Fu lui, insieme a Franco Baldini, a portare a Roma un’utopia, l’idea di un calcio rivoluzionario che per una stagione accarezzò la Capitale. Walter Sabatini è l’uomo che nel 2011 scelse Luis Enrique, l’«hombre vertical», per guidare la prima Roma americana, un progetto tanto affascinante quanto incompreso da un ambiente che, come racconta lo stesso Sabatini, non lo trattò «decorosamente». Oggi, con quel tecnico sul tetto del mondo dopo aver demolito il Real Madrid e conquistato la finale del Mondiale per Club con il suo PSG, nessuno meglio dell’ex direttore sportivo può analizzare la trasformazione del tecnico spagnolo. In una lunga intervista a La Gazzetta dello Sport, Sabatini svela i retroscena di quell’annata romana e spiega perché lo stesso uomo, con la stessa filosofia, oggi è semplicemente il migliore.

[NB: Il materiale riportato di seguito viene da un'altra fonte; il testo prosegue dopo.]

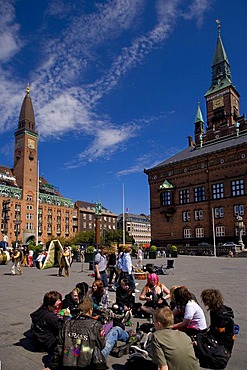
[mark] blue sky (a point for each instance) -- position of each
(114, 85)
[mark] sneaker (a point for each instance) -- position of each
(135, 349)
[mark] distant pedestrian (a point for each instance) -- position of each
(16, 262)
(139, 256)
(100, 265)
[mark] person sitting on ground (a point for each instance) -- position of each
(82, 290)
(112, 262)
(125, 300)
(154, 293)
(71, 301)
(84, 332)
(99, 297)
(193, 315)
(45, 323)
(221, 318)
(171, 349)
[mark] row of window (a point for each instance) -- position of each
(238, 210)
(199, 232)
(218, 192)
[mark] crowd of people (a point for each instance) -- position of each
(83, 329)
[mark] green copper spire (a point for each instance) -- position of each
(221, 74)
(198, 117)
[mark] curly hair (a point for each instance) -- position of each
(50, 299)
(100, 288)
(182, 296)
(212, 298)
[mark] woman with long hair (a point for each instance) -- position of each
(154, 293)
(99, 296)
(45, 323)
(221, 318)
(193, 315)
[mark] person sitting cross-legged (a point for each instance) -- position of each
(171, 349)
(78, 338)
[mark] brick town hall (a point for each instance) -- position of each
(199, 195)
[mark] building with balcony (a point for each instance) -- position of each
(198, 194)
(137, 226)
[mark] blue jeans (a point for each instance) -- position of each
(115, 334)
(104, 279)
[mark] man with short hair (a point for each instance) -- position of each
(171, 349)
(100, 265)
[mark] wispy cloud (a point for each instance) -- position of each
(10, 42)
(72, 77)
(147, 161)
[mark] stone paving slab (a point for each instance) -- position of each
(21, 295)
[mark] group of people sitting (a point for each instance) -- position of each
(81, 330)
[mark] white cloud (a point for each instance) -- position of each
(10, 42)
(64, 93)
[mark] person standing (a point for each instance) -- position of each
(100, 265)
(139, 256)
(127, 267)
(16, 262)
(112, 262)
(65, 262)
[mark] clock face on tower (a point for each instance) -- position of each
(218, 103)
(31, 143)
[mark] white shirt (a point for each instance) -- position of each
(195, 314)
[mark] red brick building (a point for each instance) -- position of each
(30, 207)
(196, 195)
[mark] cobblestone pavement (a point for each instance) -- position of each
(21, 295)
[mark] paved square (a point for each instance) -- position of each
(21, 295)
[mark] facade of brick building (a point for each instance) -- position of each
(86, 218)
(199, 194)
(137, 226)
(30, 207)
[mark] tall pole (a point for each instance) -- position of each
(37, 207)
(123, 219)
(213, 232)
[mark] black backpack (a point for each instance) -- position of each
(210, 353)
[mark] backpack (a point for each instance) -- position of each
(120, 262)
(80, 348)
(222, 326)
(210, 353)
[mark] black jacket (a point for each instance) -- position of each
(45, 328)
(68, 302)
(124, 297)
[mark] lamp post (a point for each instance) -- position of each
(98, 213)
(239, 226)
(17, 226)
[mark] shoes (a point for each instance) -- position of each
(134, 339)
(120, 350)
(135, 349)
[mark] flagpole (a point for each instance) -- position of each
(214, 232)
(37, 206)
(123, 219)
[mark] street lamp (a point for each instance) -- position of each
(17, 226)
(239, 226)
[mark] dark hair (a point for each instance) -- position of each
(100, 288)
(82, 290)
(50, 299)
(182, 296)
(212, 298)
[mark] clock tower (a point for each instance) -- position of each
(26, 164)
(222, 99)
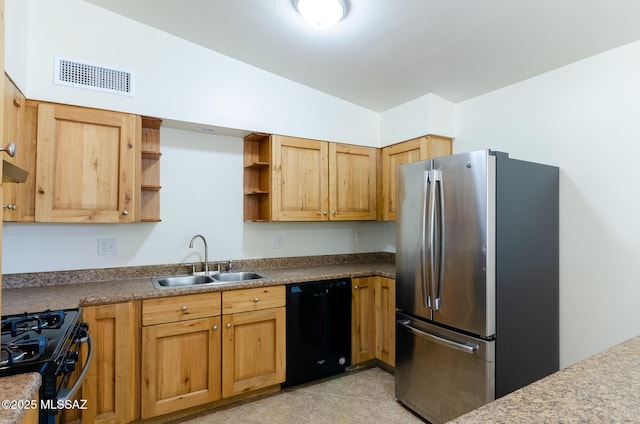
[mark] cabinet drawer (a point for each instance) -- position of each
(180, 308)
(246, 300)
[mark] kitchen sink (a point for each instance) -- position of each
(180, 281)
(190, 280)
(238, 276)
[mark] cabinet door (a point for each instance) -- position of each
(110, 387)
(385, 298)
(180, 365)
(254, 350)
(300, 179)
(406, 152)
(85, 165)
(363, 330)
(352, 182)
(13, 110)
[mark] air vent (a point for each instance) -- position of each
(93, 77)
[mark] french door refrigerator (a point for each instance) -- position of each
(476, 280)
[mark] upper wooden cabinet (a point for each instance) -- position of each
(414, 150)
(14, 106)
(85, 165)
(297, 179)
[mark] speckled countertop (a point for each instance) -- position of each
(604, 388)
(70, 289)
(19, 388)
(39, 298)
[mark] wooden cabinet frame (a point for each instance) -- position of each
(85, 165)
(111, 385)
(373, 309)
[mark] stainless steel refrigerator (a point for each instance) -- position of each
(477, 260)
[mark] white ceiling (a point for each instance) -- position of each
(387, 52)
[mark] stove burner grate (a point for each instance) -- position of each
(19, 324)
(22, 350)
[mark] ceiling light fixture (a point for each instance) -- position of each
(321, 13)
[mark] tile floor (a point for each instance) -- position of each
(356, 397)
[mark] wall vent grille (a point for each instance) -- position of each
(94, 77)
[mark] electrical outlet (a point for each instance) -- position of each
(107, 247)
(277, 242)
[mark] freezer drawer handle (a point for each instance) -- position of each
(463, 347)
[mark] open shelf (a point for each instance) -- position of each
(257, 177)
(150, 170)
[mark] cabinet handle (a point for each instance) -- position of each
(9, 148)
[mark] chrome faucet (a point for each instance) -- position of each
(206, 252)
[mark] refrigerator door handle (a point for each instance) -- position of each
(462, 347)
(439, 226)
(424, 239)
(433, 248)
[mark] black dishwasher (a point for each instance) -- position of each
(318, 330)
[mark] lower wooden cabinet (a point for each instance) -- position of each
(373, 320)
(254, 350)
(181, 367)
(253, 339)
(363, 330)
(199, 348)
(385, 320)
(180, 353)
(110, 387)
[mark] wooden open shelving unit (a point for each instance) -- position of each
(257, 177)
(150, 170)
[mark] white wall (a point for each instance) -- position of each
(427, 114)
(201, 179)
(201, 174)
(175, 79)
(583, 118)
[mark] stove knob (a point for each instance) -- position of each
(83, 329)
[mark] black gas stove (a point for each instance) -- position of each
(48, 343)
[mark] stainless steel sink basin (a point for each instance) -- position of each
(189, 280)
(180, 281)
(237, 276)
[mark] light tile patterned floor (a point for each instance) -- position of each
(357, 397)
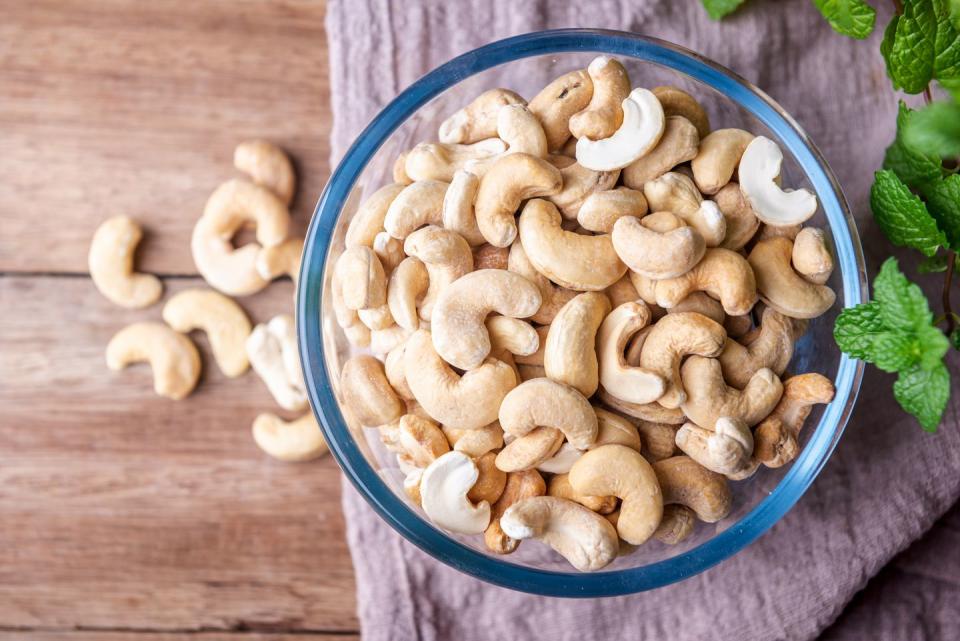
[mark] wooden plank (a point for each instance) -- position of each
(135, 107)
(123, 510)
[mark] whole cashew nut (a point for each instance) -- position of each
(571, 260)
(709, 398)
(680, 143)
(172, 356)
(543, 402)
(519, 486)
(672, 338)
(111, 265)
(604, 114)
(224, 322)
(268, 166)
(557, 102)
(758, 172)
(684, 481)
(570, 355)
(443, 492)
(478, 120)
(719, 155)
(459, 334)
(232, 205)
(583, 537)
(781, 287)
(631, 384)
(601, 209)
(465, 402)
(725, 450)
(615, 470)
(297, 440)
(642, 127)
(511, 180)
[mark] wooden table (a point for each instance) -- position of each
(124, 515)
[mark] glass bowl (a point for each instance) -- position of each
(526, 64)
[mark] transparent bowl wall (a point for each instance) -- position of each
(526, 64)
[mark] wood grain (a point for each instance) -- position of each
(119, 106)
(121, 509)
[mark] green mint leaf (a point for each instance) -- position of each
(915, 166)
(902, 216)
(858, 329)
(903, 307)
(924, 394)
(931, 344)
(943, 202)
(854, 18)
(909, 46)
(935, 129)
(717, 9)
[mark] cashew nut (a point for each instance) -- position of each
(741, 222)
(443, 492)
(459, 334)
(719, 155)
(268, 166)
(232, 205)
(654, 254)
(615, 470)
(709, 398)
(672, 338)
(758, 172)
(468, 401)
(603, 115)
(631, 384)
(446, 256)
(601, 209)
(676, 193)
(368, 221)
(677, 102)
(570, 355)
(725, 450)
(478, 120)
(680, 143)
(583, 537)
(552, 297)
(723, 274)
(172, 356)
(519, 486)
(579, 183)
(773, 349)
(457, 212)
(512, 179)
(224, 322)
(557, 102)
(361, 279)
(111, 265)
(642, 127)
(297, 440)
(686, 482)
(440, 161)
(781, 287)
(569, 259)
(543, 402)
(559, 487)
(419, 204)
(811, 257)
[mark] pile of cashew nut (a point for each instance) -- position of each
(271, 348)
(572, 317)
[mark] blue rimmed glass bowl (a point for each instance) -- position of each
(526, 64)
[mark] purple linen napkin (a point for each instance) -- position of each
(886, 484)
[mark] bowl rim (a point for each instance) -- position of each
(395, 510)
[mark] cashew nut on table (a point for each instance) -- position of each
(585, 330)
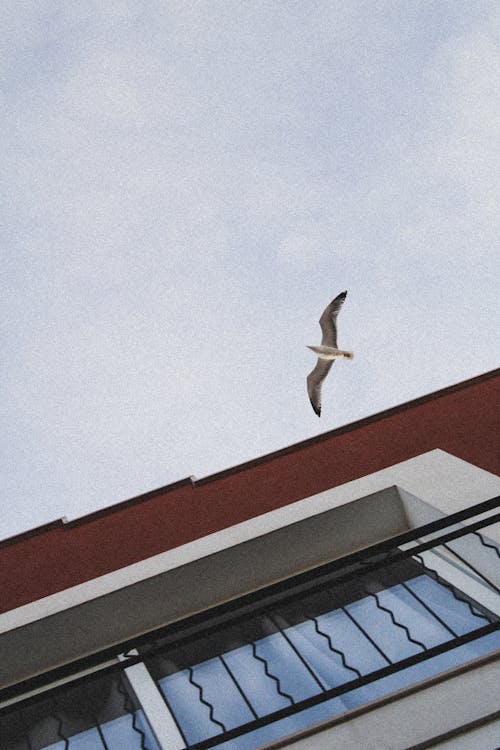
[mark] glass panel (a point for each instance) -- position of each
(96, 714)
(318, 641)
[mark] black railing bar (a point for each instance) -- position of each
(364, 632)
(247, 600)
(100, 732)
(399, 556)
(203, 700)
(487, 544)
(257, 609)
(128, 705)
(297, 653)
(333, 649)
(269, 674)
(476, 609)
(283, 713)
(473, 568)
(395, 622)
(429, 609)
(172, 713)
(238, 686)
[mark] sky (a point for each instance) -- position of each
(184, 186)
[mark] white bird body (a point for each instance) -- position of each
(327, 352)
(330, 352)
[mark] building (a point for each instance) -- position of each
(342, 592)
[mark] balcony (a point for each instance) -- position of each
(283, 659)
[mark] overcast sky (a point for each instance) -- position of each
(186, 185)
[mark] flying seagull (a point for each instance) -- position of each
(327, 352)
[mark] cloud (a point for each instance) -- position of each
(185, 187)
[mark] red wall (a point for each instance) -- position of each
(462, 420)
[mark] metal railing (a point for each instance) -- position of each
(368, 620)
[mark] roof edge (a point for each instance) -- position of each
(194, 482)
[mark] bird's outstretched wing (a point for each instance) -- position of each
(328, 320)
(315, 381)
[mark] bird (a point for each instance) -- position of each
(327, 352)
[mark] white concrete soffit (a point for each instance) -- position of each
(445, 482)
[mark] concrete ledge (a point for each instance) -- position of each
(274, 546)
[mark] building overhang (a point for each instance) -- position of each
(270, 547)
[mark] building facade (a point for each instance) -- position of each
(342, 592)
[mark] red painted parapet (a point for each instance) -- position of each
(462, 420)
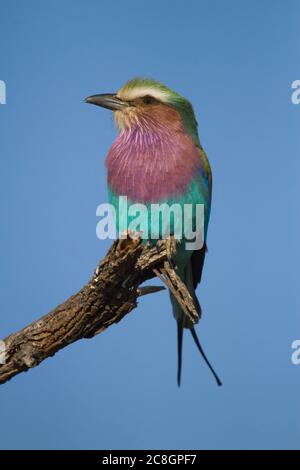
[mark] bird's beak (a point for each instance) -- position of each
(107, 100)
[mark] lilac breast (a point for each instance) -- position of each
(152, 164)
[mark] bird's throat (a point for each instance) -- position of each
(152, 162)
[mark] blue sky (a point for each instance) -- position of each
(235, 61)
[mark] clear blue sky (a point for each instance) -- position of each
(235, 61)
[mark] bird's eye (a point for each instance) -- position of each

SI RICORDA DI LUIS ENRIQUE – «Certo, ho affetto e stima profonda sia per l’uomo sia per l’allenatore. Me lo segnalò Dario Canovi, che era in contatto con il suo agente. Poi mandai Ricky Massara e Pasquale Sensibile a vedere un paio di partite del Barcellona B. E tornarono estasiati dal suo modo di giocare».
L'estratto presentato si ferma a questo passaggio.